Kalachi, le village où les habitants sont victimes de longues pertes de connaissance

Kalachi

Kalachi est un petit village au Kazakhstan. S'il a déjà reçu le surnom de "Sleepy Hollow", ce n'est fort heureusement pas parce qu'un cavalier sans tête y sème la terreur... Mais la cause de ce mal est assez étrange. Pour une raison encore inexpliquée, depuis quelques années, de nombreux habitants sont victimes de brutales, soudaines et parfois longues pertes de connaissance.

Pire, depuis Mars 2013, le phénomène semble s’être considérablement accru, selon le Siberian Times. Imaginez un peu être comme Marina Felk, cette agricultrice de 50 ans : « J’étais en train de traire mes vaches comme d’habitude, tôt le matin, et je me suis endormie. Je ne me rappelle de rien. Quand je suis revenue à moi, j’étais dans une chambre d’hôpital et des infirmières me souriaient. Elles m’ont dit : ‘Bienvenue Belle au bois dormant, tu te réveilles enfin’« . Son sommeil aura duré deux jours et deux nuits ! Et nul besoin de séjourner longtemps pour être victime. Alexey Gom, 30 ans, était venu y passer le week-end : « J’ai dormi plus de trente heures.« 

Ce genre de témoignages est de plus en plus fréquent. Pire encore, les personnes âgées et les jeunes enfants sont sujets à d’importantes hallucinations. Margarita Kolesnichenko, 4 ans, a connu un épisode délirant impressionnant  « Elle me regardait en pleurant : ‘Maman, tu as trois yeux !’, et puis elle regardait par-dessus mon épaule et disait : ‘Il y a quelque chose qui rampe sur le radiateur’.« 

Si les premiers médecins à intervenir sur place soupçonnaient les effets d’une vodka frelatée, cette théorie fut rapidement oubliée. De nombreux scientifiques se sont donc rendus sur place : tests bactériologiques et viraux, études du sol, de l’eau, de l’air, de sang, de tissus, ponctions lombaires… Rien n’y fait !

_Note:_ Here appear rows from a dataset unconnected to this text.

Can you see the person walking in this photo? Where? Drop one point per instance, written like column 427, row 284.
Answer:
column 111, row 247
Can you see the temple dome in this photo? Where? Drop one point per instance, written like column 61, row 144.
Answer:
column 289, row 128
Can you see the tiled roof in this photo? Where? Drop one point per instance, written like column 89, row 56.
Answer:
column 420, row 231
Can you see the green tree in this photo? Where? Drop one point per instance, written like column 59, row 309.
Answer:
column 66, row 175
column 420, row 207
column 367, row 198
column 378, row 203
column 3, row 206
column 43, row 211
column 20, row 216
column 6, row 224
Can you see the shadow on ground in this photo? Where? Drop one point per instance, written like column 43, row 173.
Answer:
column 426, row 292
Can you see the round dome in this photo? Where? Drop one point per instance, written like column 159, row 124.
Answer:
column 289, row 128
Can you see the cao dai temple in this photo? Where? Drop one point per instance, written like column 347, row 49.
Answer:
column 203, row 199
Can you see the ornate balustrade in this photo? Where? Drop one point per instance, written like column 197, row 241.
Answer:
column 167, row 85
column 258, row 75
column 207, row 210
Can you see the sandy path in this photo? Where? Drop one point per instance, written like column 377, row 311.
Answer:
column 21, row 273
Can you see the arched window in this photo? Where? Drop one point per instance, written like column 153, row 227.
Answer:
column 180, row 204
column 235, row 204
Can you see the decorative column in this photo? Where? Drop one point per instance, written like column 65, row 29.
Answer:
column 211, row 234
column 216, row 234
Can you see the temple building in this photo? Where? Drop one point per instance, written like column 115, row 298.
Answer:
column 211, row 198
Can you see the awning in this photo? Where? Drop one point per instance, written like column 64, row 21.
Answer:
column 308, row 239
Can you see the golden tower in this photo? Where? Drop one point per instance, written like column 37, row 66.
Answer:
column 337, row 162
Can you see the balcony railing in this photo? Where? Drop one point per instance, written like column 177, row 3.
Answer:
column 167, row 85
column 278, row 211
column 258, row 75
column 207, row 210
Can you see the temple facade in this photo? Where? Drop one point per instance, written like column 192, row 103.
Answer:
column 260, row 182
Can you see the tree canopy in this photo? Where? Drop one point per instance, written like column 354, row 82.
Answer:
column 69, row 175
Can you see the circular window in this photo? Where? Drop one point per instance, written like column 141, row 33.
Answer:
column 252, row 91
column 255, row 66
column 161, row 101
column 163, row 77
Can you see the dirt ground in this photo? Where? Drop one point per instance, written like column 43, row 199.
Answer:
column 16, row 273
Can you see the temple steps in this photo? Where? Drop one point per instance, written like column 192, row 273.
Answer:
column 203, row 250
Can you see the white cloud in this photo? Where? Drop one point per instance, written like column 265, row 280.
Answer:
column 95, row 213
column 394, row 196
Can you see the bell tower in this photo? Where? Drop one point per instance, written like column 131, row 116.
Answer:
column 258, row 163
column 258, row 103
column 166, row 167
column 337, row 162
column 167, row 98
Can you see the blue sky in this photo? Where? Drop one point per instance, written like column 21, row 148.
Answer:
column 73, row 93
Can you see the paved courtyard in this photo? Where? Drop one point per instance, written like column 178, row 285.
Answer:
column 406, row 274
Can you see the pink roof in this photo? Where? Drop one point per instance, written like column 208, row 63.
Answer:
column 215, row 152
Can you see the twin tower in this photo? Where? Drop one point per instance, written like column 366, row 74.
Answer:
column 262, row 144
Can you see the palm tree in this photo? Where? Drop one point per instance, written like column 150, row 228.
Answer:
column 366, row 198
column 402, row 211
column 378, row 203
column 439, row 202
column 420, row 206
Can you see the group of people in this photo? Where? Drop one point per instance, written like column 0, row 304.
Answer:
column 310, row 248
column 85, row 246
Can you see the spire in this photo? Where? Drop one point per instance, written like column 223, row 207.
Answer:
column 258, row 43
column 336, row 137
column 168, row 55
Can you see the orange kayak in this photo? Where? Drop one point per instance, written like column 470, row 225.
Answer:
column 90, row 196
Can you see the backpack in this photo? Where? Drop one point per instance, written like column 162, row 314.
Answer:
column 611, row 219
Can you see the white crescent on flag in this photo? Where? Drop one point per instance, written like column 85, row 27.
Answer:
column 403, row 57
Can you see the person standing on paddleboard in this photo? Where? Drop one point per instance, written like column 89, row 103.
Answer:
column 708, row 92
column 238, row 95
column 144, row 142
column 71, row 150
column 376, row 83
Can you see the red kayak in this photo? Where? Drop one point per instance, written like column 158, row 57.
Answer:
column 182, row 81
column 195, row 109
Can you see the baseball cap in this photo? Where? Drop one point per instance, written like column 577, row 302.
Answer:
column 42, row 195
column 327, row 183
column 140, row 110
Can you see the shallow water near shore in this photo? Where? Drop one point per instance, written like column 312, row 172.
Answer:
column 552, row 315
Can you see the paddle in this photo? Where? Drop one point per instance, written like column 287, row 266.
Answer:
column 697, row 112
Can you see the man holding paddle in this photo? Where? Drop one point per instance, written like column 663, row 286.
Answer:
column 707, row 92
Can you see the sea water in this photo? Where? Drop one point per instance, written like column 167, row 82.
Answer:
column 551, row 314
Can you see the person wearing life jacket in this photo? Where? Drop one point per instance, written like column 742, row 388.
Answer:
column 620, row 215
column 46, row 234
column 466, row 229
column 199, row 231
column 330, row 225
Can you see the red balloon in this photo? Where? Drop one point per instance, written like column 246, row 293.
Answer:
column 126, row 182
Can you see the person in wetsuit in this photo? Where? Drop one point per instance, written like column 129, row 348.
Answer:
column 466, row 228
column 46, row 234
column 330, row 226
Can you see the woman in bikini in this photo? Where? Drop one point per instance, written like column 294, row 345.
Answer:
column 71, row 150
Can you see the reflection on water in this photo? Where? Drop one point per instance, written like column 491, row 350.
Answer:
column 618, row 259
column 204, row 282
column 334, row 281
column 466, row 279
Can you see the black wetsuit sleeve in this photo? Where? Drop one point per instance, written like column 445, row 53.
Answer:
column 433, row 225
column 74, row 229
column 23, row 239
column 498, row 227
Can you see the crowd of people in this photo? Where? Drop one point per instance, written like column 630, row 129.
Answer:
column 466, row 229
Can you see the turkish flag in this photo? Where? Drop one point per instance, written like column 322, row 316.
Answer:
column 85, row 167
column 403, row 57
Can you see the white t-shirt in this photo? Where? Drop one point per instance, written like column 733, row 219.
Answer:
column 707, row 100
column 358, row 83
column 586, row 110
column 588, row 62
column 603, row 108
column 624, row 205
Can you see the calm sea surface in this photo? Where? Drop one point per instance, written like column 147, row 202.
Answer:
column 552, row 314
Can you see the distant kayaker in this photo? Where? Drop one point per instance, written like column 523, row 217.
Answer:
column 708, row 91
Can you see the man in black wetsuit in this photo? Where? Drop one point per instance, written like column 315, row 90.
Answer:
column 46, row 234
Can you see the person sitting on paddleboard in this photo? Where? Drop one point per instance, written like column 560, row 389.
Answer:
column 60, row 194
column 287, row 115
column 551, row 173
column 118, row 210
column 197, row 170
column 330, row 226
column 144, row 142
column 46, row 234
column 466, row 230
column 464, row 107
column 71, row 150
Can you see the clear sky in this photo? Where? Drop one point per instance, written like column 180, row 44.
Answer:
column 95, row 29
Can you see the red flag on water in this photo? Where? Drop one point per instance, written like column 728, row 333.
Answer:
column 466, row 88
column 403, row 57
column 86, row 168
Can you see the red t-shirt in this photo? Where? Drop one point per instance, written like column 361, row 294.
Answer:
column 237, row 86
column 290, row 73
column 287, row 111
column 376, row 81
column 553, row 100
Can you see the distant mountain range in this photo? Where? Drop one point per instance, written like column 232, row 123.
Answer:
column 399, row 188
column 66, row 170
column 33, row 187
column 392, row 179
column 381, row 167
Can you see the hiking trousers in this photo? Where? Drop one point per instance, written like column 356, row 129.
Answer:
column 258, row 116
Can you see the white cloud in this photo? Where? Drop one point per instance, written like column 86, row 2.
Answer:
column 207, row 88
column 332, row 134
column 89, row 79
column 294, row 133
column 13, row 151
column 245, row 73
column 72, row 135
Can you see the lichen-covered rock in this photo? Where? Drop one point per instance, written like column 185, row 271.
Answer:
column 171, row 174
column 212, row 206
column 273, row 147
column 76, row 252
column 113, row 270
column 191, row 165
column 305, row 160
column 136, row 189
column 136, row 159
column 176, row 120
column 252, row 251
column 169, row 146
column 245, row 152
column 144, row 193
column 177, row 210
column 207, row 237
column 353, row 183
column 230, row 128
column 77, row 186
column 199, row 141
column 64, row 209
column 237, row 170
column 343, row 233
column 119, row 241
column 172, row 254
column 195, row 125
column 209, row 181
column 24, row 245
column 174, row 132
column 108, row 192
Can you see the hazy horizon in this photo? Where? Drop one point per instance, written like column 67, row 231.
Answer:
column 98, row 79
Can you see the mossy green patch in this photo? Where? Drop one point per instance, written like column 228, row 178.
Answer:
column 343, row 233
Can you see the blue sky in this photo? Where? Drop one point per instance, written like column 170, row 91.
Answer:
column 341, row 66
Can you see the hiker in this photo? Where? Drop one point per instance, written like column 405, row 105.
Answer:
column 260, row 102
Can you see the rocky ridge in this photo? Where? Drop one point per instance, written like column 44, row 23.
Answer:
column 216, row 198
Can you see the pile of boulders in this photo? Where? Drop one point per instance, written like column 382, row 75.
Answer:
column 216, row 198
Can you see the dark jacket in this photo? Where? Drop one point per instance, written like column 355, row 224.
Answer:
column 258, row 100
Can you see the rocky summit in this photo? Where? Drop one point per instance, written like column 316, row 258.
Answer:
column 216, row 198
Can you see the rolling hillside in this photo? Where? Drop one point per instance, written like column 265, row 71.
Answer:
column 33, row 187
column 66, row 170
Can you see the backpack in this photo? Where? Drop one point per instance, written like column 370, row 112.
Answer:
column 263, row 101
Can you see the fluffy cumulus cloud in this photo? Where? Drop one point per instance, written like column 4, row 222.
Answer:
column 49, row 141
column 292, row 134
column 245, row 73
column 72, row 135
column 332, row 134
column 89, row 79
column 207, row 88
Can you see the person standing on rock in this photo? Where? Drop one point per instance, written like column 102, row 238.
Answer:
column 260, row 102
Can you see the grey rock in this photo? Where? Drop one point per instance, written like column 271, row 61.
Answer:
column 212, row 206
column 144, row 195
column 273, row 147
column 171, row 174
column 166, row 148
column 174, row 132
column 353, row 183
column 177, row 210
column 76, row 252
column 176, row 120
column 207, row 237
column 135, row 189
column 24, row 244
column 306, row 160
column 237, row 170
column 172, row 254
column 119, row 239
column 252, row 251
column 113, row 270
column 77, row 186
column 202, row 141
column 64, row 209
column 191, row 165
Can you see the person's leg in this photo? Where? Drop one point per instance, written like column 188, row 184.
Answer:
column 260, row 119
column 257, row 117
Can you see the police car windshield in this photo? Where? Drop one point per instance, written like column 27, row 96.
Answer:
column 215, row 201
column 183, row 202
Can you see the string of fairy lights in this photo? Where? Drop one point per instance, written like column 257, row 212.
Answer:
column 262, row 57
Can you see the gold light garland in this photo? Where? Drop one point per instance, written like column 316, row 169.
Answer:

Mais la ville fantôme de Krasnogorsk, jouxtant le village, pourrait être en cause. Durant l’Union soviétique, ses 6 500 résidents y extrayaient du minerai d’uranium. Abandonnée du jour au lendemain en 1991, cette ville abrite aujourd’hui moins de 200 personnes. Mais selon le professeur Leonid Rikhanov, le minerai extrait contiendrait du radon : « Nous avons étudié des échantillons envoyés par des habitants de Kalachi. Il n’y a pas d’effet radioactif, mais une simple réaction chimique. En d’autres termes, les troubles sont causés par l’évaporation du gaz contenu dans la mine. » Problème : « quand on utilise des gaz proches du radon sur des patients, ils se réveillent au maximum une heure après l’opération. Là, on est face à des gens qui dorment entre deux et six jours. » Et deux personnes dans la même pièce ne seront pas nécessairement affectées…

Sergei Lukashenko, directeur du Centre national de sécurité nucléaire, est, lui, plus catégorique : « Cela n’a rien à voir avec le radon. La seule chose suspecte que nous pouvons signaler, ce sont les concentrations en monoxyde de carbone. Mais sans certitude qu’il s’agisse du facteur principal. » D’autant plus que d’anciens mineurs travaillaient à la mine, où le concentrations en radon étaient très fortes et « personne ne s’endormait« .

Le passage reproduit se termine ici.